It’s no accident that both science fiction and the occult are subcultures related to other worlds, where being begins from a place of transgression. Photographs of nude muscle men by Morris Scott Dollens and, even more so, fantastical illustrations of nude women by Margaret Brundage for the covers of the magazine Weird Tales draw together these connections between alternate worlds and forms of embodiment and queer desire during an era when heteronormativity was a necessary costume in daily life. Artists such as Frederick Bennett Green, whose 1977 lithographs “Gay Pride” and “Cosmic Consciousness” are on display, had connections to Freemasonry, and various items from the wig room at the Los Angeles Scottish Rite Temple are also on view (on loan from the Marciano Foundation, which is located in the building). These items serve as artifacts of sorts that reify the longstanding connections between occult mysteries and queer culture in LA.

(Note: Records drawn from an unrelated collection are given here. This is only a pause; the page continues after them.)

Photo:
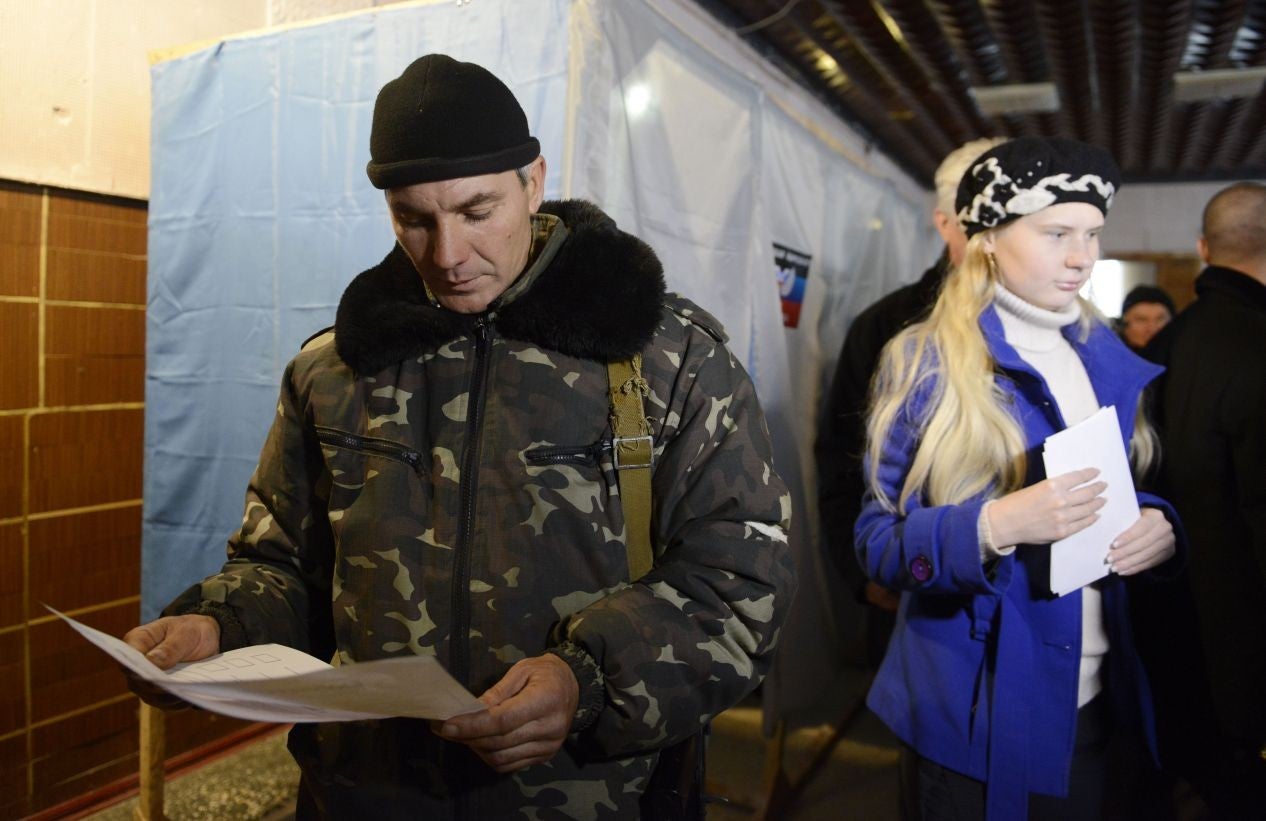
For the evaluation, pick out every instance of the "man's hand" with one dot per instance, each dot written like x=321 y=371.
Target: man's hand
x=167 y=641
x=529 y=712
x=1146 y=544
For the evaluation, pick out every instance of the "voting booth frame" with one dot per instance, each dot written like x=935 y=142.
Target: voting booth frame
x=672 y=124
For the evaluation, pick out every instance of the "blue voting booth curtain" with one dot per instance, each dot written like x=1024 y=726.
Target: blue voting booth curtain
x=261 y=214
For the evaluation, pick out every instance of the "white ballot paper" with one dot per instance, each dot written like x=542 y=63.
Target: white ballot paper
x=284 y=686
x=1093 y=442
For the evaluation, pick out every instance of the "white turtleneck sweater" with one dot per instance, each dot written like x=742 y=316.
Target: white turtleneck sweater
x=1034 y=333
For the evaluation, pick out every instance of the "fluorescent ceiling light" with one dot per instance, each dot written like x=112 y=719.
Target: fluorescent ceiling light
x=1190 y=86
x=1018 y=98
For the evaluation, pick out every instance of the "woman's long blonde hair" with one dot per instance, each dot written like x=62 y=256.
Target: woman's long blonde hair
x=969 y=444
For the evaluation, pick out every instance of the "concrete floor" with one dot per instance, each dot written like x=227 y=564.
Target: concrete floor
x=258 y=781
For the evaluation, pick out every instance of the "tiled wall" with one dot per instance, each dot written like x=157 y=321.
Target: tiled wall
x=72 y=293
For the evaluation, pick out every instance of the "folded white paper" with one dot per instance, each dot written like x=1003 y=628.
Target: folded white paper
x=1093 y=442
x=284 y=686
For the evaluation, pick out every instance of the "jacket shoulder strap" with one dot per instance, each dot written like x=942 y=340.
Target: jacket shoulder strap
x=633 y=451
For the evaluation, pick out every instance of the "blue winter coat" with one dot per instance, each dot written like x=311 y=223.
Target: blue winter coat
x=981 y=672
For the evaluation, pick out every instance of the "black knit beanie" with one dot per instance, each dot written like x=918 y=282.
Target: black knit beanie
x=443 y=119
x=1024 y=175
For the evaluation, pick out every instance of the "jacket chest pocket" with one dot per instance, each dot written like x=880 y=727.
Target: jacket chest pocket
x=355 y=461
x=586 y=455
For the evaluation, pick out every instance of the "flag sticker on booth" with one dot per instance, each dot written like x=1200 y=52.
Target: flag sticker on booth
x=791 y=267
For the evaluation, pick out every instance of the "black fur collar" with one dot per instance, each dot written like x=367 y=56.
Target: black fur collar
x=600 y=299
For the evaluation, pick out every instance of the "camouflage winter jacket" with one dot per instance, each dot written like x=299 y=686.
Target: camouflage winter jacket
x=437 y=483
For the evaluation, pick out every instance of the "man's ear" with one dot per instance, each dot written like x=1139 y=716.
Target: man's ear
x=536 y=184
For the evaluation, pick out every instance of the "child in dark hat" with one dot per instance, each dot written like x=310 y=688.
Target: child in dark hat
x=996 y=683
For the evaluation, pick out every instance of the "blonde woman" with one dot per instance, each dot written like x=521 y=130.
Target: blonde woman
x=1004 y=692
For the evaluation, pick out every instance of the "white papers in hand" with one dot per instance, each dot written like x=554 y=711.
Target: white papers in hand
x=281 y=684
x=1093 y=442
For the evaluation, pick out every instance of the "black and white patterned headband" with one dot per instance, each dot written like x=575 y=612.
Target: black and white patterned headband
x=1022 y=176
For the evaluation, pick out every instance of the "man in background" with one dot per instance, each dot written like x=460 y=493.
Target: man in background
x=1145 y=311
x=1209 y=669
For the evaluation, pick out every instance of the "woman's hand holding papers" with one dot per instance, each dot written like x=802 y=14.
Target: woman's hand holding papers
x=1048 y=511
x=1147 y=542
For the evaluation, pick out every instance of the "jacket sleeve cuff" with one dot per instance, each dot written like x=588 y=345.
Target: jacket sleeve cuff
x=589 y=677
x=232 y=632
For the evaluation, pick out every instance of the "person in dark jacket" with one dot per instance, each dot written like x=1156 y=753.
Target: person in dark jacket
x=1212 y=414
x=442 y=478
x=841 y=436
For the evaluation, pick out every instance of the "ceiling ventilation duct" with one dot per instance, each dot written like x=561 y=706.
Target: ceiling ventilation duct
x=1017 y=99
x=1193 y=86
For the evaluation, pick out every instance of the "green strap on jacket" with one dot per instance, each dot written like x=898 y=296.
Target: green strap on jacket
x=632 y=451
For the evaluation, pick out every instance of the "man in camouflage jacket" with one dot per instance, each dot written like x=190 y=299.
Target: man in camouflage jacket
x=438 y=479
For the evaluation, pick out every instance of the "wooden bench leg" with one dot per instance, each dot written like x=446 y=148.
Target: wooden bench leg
x=153 y=744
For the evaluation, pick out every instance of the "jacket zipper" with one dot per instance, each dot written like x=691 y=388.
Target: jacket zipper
x=372 y=446
x=458 y=654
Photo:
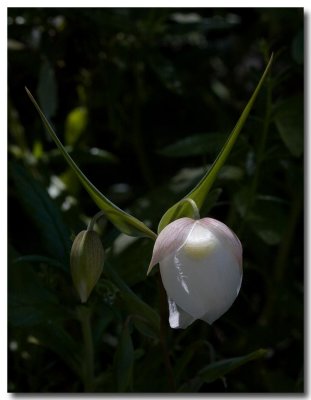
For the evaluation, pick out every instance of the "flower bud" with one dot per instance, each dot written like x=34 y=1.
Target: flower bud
x=201 y=269
x=86 y=262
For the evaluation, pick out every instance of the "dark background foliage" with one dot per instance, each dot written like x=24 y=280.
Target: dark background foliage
x=144 y=99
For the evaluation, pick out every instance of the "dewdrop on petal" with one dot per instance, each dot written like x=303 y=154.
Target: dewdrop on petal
x=86 y=262
x=201 y=269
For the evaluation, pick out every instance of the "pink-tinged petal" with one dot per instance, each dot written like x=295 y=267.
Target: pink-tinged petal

To my mind, though, the image that sums it all up is a photograph of Lisa Ben reading Weird Tales in 1945. Ben was a secretary at the RKO Studios production company who was active in LA’s science fiction fandom scene at the time and created the first known lesbian publication in North America, Vice Versa, in 1947. In the photo, a smiling young woman sits in a bikini next to a wall of foliage, bathed in sunlight, at once in this world and her own.
Sci-fi, Magick, Queer L.A.: Sexual Science and the Imagi-Nation continues at the USC Fisher Museum of Art (823 Exposition Boulevard, University Park, Los Angeles) through November 23. The exhibition was curated by Alexis Bard Johnson.